I already had all the ingredients on hand when I made them the first time which is also a plus when I’m looking for new recipes. Besides the dried apricots, the ingredients in this recipe are pretty common pantry staples so I’m sure most of you have them too! And even if you don’t have the dried apricots, any dried fruit (I used cranberries this time) would be great in this, so use whatever you have!
SO, why eat protein balls/what is their purpose? I keep these on hand for a few reasons. There are many times when I’m rushing out the door to run an errand and don’t have time to put together a snack, so if I have a bowl of these in my fridge, they’re easy to grab and go. I occasionally have to work out at 4am and a pre-workout meal is not an option at that hour, so these are my go-to for a few grams of carbs/fat/protein to get me through the workout. I also don’t think I will ever rid myself of my constant sweet tooth, so these are my favorite option for something sweet and somewhat healthy when I’m too broke from buying Halo Top every week …
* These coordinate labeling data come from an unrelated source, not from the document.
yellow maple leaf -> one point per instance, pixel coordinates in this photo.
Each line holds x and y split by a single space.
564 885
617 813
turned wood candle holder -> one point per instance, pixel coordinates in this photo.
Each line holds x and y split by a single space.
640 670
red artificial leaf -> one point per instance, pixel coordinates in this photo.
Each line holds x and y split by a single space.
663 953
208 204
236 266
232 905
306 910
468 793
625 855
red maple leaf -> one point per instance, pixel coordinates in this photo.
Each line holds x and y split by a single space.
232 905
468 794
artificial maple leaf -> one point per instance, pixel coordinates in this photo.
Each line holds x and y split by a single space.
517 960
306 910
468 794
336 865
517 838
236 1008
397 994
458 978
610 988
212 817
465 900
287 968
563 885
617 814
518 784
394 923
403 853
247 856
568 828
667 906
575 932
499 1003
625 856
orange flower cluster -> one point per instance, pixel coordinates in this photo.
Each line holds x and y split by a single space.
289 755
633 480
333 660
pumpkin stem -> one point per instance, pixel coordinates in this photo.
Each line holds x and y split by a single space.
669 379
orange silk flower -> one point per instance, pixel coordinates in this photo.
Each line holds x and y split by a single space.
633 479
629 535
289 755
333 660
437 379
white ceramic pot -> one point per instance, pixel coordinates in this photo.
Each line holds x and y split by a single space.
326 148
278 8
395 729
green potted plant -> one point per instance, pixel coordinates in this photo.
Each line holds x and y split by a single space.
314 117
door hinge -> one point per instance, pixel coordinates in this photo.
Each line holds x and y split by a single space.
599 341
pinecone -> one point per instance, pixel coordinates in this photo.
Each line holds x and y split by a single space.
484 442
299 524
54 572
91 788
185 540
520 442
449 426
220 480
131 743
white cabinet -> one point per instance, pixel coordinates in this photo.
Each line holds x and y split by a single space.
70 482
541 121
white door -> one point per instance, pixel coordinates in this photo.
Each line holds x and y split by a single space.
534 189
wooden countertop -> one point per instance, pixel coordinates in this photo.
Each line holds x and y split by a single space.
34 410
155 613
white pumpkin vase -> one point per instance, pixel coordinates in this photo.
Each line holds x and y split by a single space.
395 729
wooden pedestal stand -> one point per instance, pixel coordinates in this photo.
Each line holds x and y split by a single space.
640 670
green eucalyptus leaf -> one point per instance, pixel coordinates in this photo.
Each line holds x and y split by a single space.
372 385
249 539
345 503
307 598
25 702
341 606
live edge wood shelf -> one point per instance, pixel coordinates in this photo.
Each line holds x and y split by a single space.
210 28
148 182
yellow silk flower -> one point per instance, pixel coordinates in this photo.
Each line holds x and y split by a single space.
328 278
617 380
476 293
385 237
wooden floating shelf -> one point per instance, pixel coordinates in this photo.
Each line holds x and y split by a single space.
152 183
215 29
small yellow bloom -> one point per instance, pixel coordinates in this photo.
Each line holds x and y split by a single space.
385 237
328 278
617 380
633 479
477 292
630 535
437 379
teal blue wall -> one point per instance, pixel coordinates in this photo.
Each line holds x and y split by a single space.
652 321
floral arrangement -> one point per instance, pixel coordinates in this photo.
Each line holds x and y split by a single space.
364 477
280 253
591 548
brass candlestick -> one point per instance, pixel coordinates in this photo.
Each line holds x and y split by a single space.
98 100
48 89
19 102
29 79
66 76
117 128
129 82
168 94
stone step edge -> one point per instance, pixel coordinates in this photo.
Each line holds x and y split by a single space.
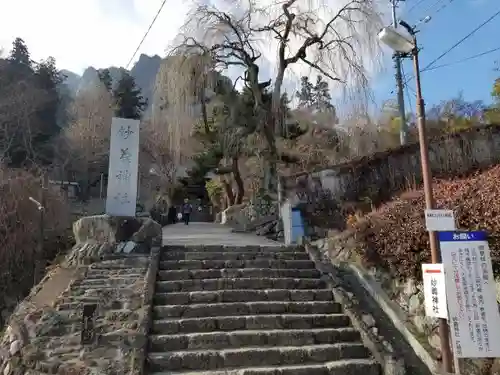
274 369
166 320
197 305
241 278
157 336
229 270
259 291
233 249
249 349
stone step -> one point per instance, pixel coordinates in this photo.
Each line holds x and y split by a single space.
240 283
223 248
205 255
219 264
250 322
118 282
122 264
242 295
241 339
247 308
247 357
167 275
101 274
342 367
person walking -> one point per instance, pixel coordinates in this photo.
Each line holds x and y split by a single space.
187 208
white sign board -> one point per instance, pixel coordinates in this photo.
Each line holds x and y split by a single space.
123 167
470 289
440 220
434 291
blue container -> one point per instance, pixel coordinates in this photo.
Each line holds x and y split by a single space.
297 225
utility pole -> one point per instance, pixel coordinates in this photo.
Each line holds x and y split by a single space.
403 133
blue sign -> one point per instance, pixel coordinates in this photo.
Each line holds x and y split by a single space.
297 226
454 236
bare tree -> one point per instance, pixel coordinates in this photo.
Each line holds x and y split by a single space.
88 136
179 97
19 102
338 43
156 155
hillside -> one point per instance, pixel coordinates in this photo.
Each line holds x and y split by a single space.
144 72
394 235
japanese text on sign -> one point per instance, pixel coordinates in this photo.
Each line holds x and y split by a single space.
123 167
439 220
471 294
434 290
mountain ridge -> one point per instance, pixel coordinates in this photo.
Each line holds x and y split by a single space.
144 72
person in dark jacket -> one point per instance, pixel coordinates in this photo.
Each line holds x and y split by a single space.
187 208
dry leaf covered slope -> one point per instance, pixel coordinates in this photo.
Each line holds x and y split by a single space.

One thing you should know about protein balls is that the name can be somewhat deceiving. Protein balls usually do not contain a TON of protein. They contain some, but replacing an actual serving of protein with a protein ball is not what they’re meant for. You’d have to eat a lot of them to actually be eating a serving of protein and protein balls are typically not made with the intent that you’re going to be eating 8 at a time. So don’t think these tiny little things are the equivalent to a serving of ground turkey.
Okay now actually getting on with this recipe. I’ve listed the ingredients and the instructions, so gather them up, and get to rolling! The most difficult part of the whole process is rolling the balls, so that should give you an idea of how easy it really is! The original recipe is listed here – I tweaked it a bit and posted the one I made, below! Anything with a hyperlink is the exact ingredient I used, but feel free to make substitutions!
Eric Hosmer’s Fave Protein Balls
In a medium bowl, combine the oats, coconut, chia seeds and protein powder. Stir until well distributed. Add the agave, dried fruit, and nut butter, and stir all ingredients well. Put mixing bowl into the refrigerator for 20 to 30 minutes. Then roll into rounded balls. Chill. Will last refrigerated for about 5 days.
This recipe should make around 24 protein balls. Here are the macros for ONE protein ball using the recipe above:
- 10 grams of carbs
- 2 grams of fat
- 3 grams of protein
The perfect macros for a late night sweet fix, something to give you a little boost of energy before an early morning workout, or just to grab and go on your way out the door! If you try them, let me know what you think!